Users should also ask many questions for better insights such as:

  • Is maintenance is being scheduled based on operations or a scheduled timespan?

  • Are you able to view similar machines and identify which will provide the best rate of return and schedule appropriately?

  • Are you able to connect remotely and have access to enough data and context, to properly troubleshoot a machine and eliminate the need for travel and coordinated visits?

  • Can you add sensors to unlock a greater understanding to the operation of your machine, when needed?

  • Are you delivering digital twin analytics, modeling machine operations and dynamically adjusting alarm levels based on the current context of operation?

Industry 4.0 technologies are unleashing waves of innovation that will increase performance, improve quality and reduce costs. With new technology such as Ethernet TSN, machines will shift from their original designed for purpose delivery to those that can offer quantified performance, quality and cost metrics. This will improve over time, based on original equipment manufacturer (OEM) analytics and feedback.

TSN market opportunities

TSN is recognized across different sectors as the future of industrial Ethernet and industrial communications. Technology companies have delivered silicon and firmware to enable the development of new TSN-based devices and infrastructure components.
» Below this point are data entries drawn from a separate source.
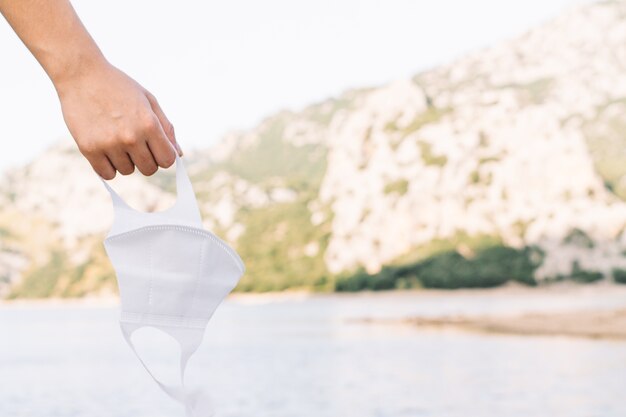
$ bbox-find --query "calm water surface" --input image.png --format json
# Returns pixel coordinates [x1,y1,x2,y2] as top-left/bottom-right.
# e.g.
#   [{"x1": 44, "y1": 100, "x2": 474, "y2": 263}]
[{"x1": 0, "y1": 291, "x2": 626, "y2": 417}]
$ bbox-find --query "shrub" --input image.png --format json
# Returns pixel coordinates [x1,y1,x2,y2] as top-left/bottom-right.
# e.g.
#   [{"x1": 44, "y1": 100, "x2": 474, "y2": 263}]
[
  {"x1": 613, "y1": 268, "x2": 626, "y2": 284},
  {"x1": 335, "y1": 245, "x2": 541, "y2": 291}
]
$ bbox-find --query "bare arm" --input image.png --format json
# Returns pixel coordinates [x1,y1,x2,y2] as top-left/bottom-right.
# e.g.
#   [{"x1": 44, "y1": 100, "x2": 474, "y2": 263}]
[{"x1": 0, "y1": 0, "x2": 182, "y2": 179}]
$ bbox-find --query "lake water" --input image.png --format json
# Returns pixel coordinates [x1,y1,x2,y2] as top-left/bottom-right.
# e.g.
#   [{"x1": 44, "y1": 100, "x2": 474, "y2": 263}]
[{"x1": 0, "y1": 290, "x2": 626, "y2": 417}]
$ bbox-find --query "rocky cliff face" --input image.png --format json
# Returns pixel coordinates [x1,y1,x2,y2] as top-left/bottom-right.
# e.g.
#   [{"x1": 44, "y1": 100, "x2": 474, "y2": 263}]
[{"x1": 0, "y1": 2, "x2": 626, "y2": 296}]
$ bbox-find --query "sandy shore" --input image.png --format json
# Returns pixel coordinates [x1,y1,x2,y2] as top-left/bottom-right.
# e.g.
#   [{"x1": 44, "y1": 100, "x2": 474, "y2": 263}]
[{"x1": 404, "y1": 309, "x2": 626, "y2": 340}]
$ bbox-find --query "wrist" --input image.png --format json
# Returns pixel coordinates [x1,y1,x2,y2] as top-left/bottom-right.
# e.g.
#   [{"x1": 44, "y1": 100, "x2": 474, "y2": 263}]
[{"x1": 46, "y1": 46, "x2": 110, "y2": 94}]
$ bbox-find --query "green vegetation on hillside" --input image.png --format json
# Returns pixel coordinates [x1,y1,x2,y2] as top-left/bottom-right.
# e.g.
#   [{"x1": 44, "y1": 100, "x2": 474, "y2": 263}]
[
  {"x1": 237, "y1": 198, "x2": 331, "y2": 291},
  {"x1": 9, "y1": 239, "x2": 117, "y2": 298},
  {"x1": 335, "y1": 245, "x2": 542, "y2": 291},
  {"x1": 583, "y1": 99, "x2": 626, "y2": 200},
  {"x1": 383, "y1": 179, "x2": 409, "y2": 196}
]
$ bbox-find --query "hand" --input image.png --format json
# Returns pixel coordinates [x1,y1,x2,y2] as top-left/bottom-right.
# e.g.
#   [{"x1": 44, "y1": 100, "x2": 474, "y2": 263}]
[{"x1": 55, "y1": 61, "x2": 182, "y2": 180}]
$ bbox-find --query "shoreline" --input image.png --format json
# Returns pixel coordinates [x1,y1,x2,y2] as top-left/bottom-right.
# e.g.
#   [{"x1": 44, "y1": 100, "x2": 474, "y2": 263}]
[{"x1": 394, "y1": 309, "x2": 626, "y2": 340}]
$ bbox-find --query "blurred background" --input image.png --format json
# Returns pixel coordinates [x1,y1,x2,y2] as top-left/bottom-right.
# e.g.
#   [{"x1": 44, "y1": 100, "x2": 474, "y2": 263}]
[{"x1": 0, "y1": 0, "x2": 626, "y2": 417}]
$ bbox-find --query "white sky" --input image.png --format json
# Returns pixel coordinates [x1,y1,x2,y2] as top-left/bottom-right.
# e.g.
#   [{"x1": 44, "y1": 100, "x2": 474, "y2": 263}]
[{"x1": 0, "y1": 0, "x2": 586, "y2": 170}]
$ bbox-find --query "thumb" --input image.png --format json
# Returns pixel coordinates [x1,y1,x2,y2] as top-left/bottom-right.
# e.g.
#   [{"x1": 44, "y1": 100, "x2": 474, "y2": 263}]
[{"x1": 146, "y1": 91, "x2": 183, "y2": 156}]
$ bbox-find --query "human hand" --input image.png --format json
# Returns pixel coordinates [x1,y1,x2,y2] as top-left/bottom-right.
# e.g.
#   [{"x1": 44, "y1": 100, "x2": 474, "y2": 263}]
[{"x1": 55, "y1": 61, "x2": 182, "y2": 180}]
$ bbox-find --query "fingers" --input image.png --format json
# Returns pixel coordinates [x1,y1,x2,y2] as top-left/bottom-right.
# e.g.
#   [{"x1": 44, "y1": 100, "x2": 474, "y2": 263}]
[
  {"x1": 146, "y1": 115, "x2": 176, "y2": 168},
  {"x1": 130, "y1": 141, "x2": 159, "y2": 177},
  {"x1": 146, "y1": 91, "x2": 183, "y2": 156},
  {"x1": 86, "y1": 154, "x2": 115, "y2": 180},
  {"x1": 107, "y1": 148, "x2": 135, "y2": 175}
]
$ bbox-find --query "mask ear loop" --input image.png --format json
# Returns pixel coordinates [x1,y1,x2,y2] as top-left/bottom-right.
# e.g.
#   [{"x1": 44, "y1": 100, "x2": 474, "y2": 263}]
[
  {"x1": 100, "y1": 154, "x2": 202, "y2": 236},
  {"x1": 120, "y1": 322, "x2": 214, "y2": 417}
]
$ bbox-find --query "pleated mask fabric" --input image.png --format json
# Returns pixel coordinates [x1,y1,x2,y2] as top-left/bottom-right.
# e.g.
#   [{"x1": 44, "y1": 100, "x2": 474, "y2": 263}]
[{"x1": 103, "y1": 157, "x2": 245, "y2": 417}]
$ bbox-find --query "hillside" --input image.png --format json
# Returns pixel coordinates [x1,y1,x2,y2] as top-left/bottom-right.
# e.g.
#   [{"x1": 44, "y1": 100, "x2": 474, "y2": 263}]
[{"x1": 0, "y1": 2, "x2": 626, "y2": 297}]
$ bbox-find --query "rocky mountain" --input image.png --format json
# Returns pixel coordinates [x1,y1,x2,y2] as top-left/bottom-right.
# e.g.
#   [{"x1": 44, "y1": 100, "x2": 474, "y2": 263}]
[{"x1": 0, "y1": 1, "x2": 626, "y2": 297}]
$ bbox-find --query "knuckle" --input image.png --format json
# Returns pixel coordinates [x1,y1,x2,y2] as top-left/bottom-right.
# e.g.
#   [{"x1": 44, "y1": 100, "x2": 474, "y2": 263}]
[
  {"x1": 141, "y1": 116, "x2": 159, "y2": 133},
  {"x1": 160, "y1": 152, "x2": 176, "y2": 168},
  {"x1": 143, "y1": 165, "x2": 159, "y2": 176},
  {"x1": 119, "y1": 132, "x2": 139, "y2": 146},
  {"x1": 96, "y1": 170, "x2": 115, "y2": 181},
  {"x1": 120, "y1": 165, "x2": 135, "y2": 175},
  {"x1": 78, "y1": 142, "x2": 99, "y2": 157},
  {"x1": 163, "y1": 122, "x2": 176, "y2": 138}
]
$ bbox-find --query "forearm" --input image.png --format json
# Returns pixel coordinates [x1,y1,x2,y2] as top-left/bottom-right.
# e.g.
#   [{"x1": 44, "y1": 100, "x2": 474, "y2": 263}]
[{"x1": 0, "y1": 0, "x2": 106, "y2": 89}]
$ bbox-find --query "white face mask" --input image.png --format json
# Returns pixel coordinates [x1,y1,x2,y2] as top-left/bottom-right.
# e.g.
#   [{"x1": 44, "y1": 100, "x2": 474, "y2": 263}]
[{"x1": 104, "y1": 157, "x2": 244, "y2": 417}]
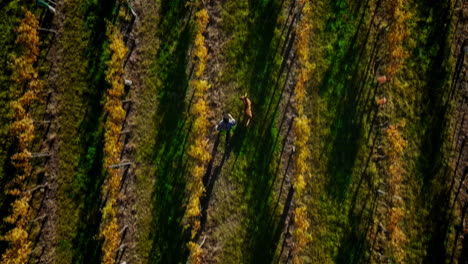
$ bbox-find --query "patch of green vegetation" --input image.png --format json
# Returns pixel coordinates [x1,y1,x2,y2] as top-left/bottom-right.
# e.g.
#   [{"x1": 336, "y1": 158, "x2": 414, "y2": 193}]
[
  {"x1": 303, "y1": 1, "x2": 384, "y2": 263},
  {"x1": 216, "y1": 0, "x2": 286, "y2": 263},
  {"x1": 397, "y1": 1, "x2": 456, "y2": 263},
  {"x1": 136, "y1": 0, "x2": 194, "y2": 263},
  {"x1": 56, "y1": 0, "x2": 117, "y2": 263}
]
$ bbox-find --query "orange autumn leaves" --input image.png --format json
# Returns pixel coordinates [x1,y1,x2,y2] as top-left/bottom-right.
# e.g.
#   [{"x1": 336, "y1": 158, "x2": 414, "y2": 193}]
[
  {"x1": 184, "y1": 4, "x2": 211, "y2": 263},
  {"x1": 1, "y1": 11, "x2": 44, "y2": 264},
  {"x1": 100, "y1": 25, "x2": 127, "y2": 264},
  {"x1": 292, "y1": 0, "x2": 314, "y2": 264}
]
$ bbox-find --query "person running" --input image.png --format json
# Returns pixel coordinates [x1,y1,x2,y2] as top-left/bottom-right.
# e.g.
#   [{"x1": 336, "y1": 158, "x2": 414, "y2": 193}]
[{"x1": 216, "y1": 114, "x2": 236, "y2": 143}]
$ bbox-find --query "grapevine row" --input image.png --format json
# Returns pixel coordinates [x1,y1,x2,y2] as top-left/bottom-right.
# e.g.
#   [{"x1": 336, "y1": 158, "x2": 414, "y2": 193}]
[
  {"x1": 386, "y1": 0, "x2": 410, "y2": 77},
  {"x1": 1, "y1": 11, "x2": 44, "y2": 263},
  {"x1": 185, "y1": 4, "x2": 211, "y2": 263},
  {"x1": 293, "y1": 0, "x2": 313, "y2": 263},
  {"x1": 100, "y1": 25, "x2": 127, "y2": 264}
]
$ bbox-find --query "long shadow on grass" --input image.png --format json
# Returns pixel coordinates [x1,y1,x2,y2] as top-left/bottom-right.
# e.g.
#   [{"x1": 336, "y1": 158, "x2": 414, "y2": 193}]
[
  {"x1": 320, "y1": 0, "x2": 369, "y2": 201},
  {"x1": 233, "y1": 0, "x2": 292, "y2": 263},
  {"x1": 319, "y1": 1, "x2": 375, "y2": 263},
  {"x1": 150, "y1": 1, "x2": 191, "y2": 263},
  {"x1": 415, "y1": 1, "x2": 452, "y2": 263},
  {"x1": 70, "y1": 0, "x2": 119, "y2": 263}
]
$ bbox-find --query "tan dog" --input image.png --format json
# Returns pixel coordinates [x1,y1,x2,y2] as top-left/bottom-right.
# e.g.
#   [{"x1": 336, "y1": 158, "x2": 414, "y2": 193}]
[{"x1": 239, "y1": 93, "x2": 252, "y2": 127}]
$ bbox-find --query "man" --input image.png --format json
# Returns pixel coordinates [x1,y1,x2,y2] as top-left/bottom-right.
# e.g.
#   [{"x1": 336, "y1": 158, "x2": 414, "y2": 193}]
[
  {"x1": 216, "y1": 114, "x2": 236, "y2": 133},
  {"x1": 216, "y1": 114, "x2": 236, "y2": 143}
]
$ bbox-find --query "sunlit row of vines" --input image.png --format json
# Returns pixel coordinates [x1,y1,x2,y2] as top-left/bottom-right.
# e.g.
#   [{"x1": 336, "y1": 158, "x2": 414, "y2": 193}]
[
  {"x1": 292, "y1": 0, "x2": 313, "y2": 263},
  {"x1": 185, "y1": 3, "x2": 210, "y2": 263},
  {"x1": 372, "y1": 0, "x2": 411, "y2": 263},
  {"x1": 1, "y1": 11, "x2": 44, "y2": 263},
  {"x1": 100, "y1": 25, "x2": 127, "y2": 264}
]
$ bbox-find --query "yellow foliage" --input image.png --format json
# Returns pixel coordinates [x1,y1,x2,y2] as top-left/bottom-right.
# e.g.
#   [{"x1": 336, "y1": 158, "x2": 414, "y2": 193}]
[
  {"x1": 184, "y1": 5, "x2": 211, "y2": 263},
  {"x1": 1, "y1": 11, "x2": 43, "y2": 264},
  {"x1": 293, "y1": 0, "x2": 314, "y2": 264},
  {"x1": 386, "y1": 121, "x2": 407, "y2": 263},
  {"x1": 100, "y1": 25, "x2": 127, "y2": 264}
]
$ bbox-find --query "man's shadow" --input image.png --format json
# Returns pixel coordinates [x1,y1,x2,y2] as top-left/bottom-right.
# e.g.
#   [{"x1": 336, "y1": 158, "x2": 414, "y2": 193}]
[{"x1": 196, "y1": 127, "x2": 235, "y2": 239}]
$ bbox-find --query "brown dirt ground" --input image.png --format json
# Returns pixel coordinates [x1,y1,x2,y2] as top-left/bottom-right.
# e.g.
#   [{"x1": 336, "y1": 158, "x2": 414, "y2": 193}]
[{"x1": 32, "y1": 1, "x2": 66, "y2": 264}]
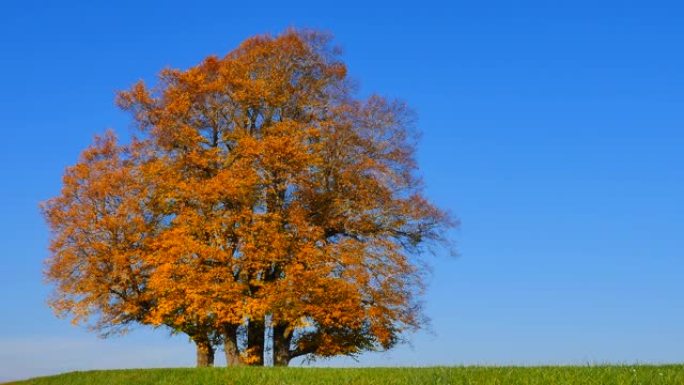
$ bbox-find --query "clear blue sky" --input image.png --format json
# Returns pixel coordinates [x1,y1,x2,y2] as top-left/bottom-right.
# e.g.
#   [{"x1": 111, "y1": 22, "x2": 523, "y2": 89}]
[{"x1": 0, "y1": 0, "x2": 684, "y2": 380}]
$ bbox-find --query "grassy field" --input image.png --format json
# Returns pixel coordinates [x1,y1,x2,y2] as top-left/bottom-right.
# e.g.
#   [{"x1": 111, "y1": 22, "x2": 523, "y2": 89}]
[{"x1": 5, "y1": 365, "x2": 684, "y2": 385}]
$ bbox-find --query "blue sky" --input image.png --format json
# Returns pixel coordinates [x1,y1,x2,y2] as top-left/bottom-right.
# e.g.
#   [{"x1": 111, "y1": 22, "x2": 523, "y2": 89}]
[{"x1": 0, "y1": 0, "x2": 684, "y2": 380}]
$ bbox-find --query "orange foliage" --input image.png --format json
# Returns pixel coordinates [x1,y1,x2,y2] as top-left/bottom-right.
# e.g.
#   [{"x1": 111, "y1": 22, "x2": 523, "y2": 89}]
[{"x1": 44, "y1": 30, "x2": 452, "y2": 365}]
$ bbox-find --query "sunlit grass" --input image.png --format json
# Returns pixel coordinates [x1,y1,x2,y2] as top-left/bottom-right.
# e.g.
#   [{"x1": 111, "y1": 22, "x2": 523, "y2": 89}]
[{"x1": 6, "y1": 365, "x2": 684, "y2": 385}]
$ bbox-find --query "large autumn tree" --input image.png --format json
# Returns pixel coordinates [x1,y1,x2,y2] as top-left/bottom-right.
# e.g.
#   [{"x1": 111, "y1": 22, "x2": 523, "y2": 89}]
[{"x1": 43, "y1": 30, "x2": 452, "y2": 366}]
Leading automation suppliers have already adopted those new components into their automation equipment offerings, including PLCs, input/output and motion controls.

Proof of concepts have been on display for several years now at trade shows around the world, demonstrating new levels of motion control determinism that leads to higher quality products. Users can now combine video and deterministic control communications on the same wire.

This technology trend offers potential opportunities for machine designers and builders. By selecting state-of-the-art products with TSN capabilities, machine designers can increase their market coverage and gain a competitive advantage.

To tap into this market, machine designers are selecting products from leading suppliers to produce TSN-based solutions. Thanks to software and straightforward hardware modifications, it is often possible to update existing industrial controls to support next-level capabilities.

To enable future-proof industrial communications and next-level performance, machine designers and builders should think outside the box and embrace this new technology, ahead of their competition, to achieve a clear and measurable competitive edge. They need to act now to deliver TSN-compatible products or upgrade existing machines with TSN capabilities. By doing so, they can help their customers to create factories of the future while enhancing their own competitiveness in a fast-growing market.


Author Bio: Thomas Burke is global strategic adviser for CC-Link Partner Association (CLPA). He is the founder of the OPC Foundation and spent much of his career developing software, hardware and firmware for industrial automation, including at Rockwell Automation. CC-Link Partner Association (CLPA) is a CFE Media and Technology content partner.